Dear Chairman Lidinsky:
We write to express our concern with reports that U.S. agricultural exporters are experiencing serious service issues with the foreign-flagged ocean carrier industry. The problem is prevalent from all major domestic ports to all major trade lanes. These service problems threaten agriculture's ability to expand overseas sales and boost incomes.

As you know, President Obama has launched a National Export Initiative aimed at doubling U.S. exports over the next five years and as noted in a recent report from the Department of Agriculture and Department of Transportation, agriculture products represents a significant share of bulk and container trade. Agricultural exports will continue to have a significant role in the success of this initiative and future growth in rural America. In FY 2009, the value of U.S. agricultural exports reached $96.6 billion and supported approximately one million jobs both on and off the farm. As 96 percent of the world's consumers live outside the United States, there is still great potential to further increase the value of our agricultural exports.

However, the ability of our agricultural exporters to expand markets abroad is dependent on adequate ocean-going vessel capacity and container availability at inland locations. If this critical link in the export chain does not function fairly or efficiently, our shippers will be unable to get agricultural products to key overseas markets. This will not only cost U.S. farmers and ranchers new export opportunities, but could cost them existing overseas customers.

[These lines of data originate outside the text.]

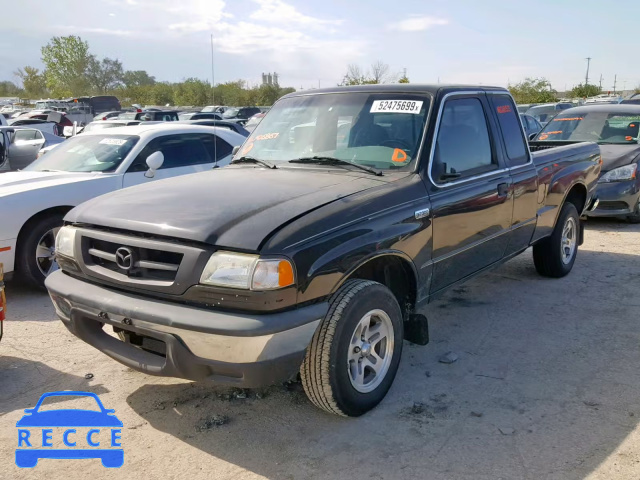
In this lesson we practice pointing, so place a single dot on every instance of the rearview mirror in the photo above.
(154, 162)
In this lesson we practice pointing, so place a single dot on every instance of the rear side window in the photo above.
(216, 147)
(463, 148)
(511, 130)
(24, 135)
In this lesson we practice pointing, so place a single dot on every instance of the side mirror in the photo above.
(154, 162)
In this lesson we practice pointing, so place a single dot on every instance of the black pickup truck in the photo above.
(317, 250)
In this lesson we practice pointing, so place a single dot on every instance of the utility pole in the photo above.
(586, 80)
(213, 84)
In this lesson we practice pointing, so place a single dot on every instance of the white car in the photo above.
(34, 201)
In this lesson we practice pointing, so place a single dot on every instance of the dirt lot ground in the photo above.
(546, 385)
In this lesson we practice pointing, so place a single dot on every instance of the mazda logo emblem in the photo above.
(125, 258)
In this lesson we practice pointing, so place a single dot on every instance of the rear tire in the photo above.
(34, 256)
(554, 256)
(354, 355)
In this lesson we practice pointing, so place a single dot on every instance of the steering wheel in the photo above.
(396, 143)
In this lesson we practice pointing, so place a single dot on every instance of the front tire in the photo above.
(35, 259)
(354, 355)
(554, 256)
(634, 217)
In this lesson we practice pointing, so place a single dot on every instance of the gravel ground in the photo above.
(546, 385)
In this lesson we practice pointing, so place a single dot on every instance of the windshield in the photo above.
(380, 130)
(600, 126)
(86, 153)
(256, 119)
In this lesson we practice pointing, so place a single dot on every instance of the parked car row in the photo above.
(615, 128)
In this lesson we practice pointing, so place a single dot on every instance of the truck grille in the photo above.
(140, 263)
(132, 261)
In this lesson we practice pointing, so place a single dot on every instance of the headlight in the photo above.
(248, 272)
(628, 172)
(66, 241)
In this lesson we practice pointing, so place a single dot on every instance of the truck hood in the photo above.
(614, 156)
(235, 207)
(16, 182)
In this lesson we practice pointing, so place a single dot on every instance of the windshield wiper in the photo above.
(254, 160)
(335, 161)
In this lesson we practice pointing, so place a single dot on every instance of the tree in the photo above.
(192, 92)
(356, 76)
(33, 82)
(230, 93)
(161, 94)
(585, 91)
(380, 73)
(104, 75)
(137, 78)
(66, 60)
(9, 89)
(533, 90)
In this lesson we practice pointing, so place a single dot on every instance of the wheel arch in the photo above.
(59, 210)
(576, 194)
(393, 269)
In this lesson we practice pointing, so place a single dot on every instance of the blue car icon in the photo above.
(103, 419)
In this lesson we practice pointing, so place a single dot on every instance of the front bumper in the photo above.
(617, 199)
(184, 341)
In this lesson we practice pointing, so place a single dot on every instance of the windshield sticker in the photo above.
(113, 141)
(247, 148)
(267, 136)
(396, 106)
(399, 155)
(568, 119)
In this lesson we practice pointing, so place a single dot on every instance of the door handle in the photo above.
(503, 189)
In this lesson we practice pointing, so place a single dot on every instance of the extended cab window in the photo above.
(511, 130)
(463, 147)
(217, 147)
(178, 150)
(24, 136)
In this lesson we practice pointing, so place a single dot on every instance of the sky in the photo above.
(310, 43)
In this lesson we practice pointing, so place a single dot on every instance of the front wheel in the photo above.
(36, 250)
(554, 256)
(355, 352)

According to constituent reports and recent media stories, U.S. exporters may be forced to wait as long as a month to secure space on an ocean carrier compared to earlier wait times of about a week. In some parts of the country, obtaining the necessary containers, which are ultimately loaded onto a carrier vessel, is becoming increasingly difficult as well.

These service interruptions, along with frequent rate hikes, are occurring despite the fact that most U.S. shippers enter into 12-month service contracts with the ocean carriers for fixed rates during the period. These contracts are supposed to ensure that the carriers will provide the necessary weekly equipment and vessel space consistent with each individual agreement. Unfortunately, it has come to our attention that carriers are now routinely failing to honor these contracts. Such breaches lead to increased costs for U.S. agricultural exporters and, in some cases, lost export opportunities.

It is our hope that the global economic recovery and improvements in fleet capacity will mitigate future problems. In the meantime, we are keenly interested in the steps the Federal Maritime Commission is now taking to address these issues. We applaud your announcement on March 17, 2010, of an official investigation into space and equipment shortages and look forward to the results of this inquiry. We would also appreciate your perspective concerning the specific authorities that the Commission has available to ensure the ocean carriers' honor their service contracts with U.S. shippers, including the ability to penalize carriers for egregious practices. If you lack such tools, we would welcome a discussion of ways to potentially strengthen the Commission's authority with the carriers.

U.S. agricultural exporters are excellent customers for the ocean carriers and deserve consistent service that is fair to all parties. We must insist that the carriers be good partners with U.S. agricultural exporters so that we can continue to expand overseas markets. We appreciate your attention to this request and look forward to working with you on this critical issue.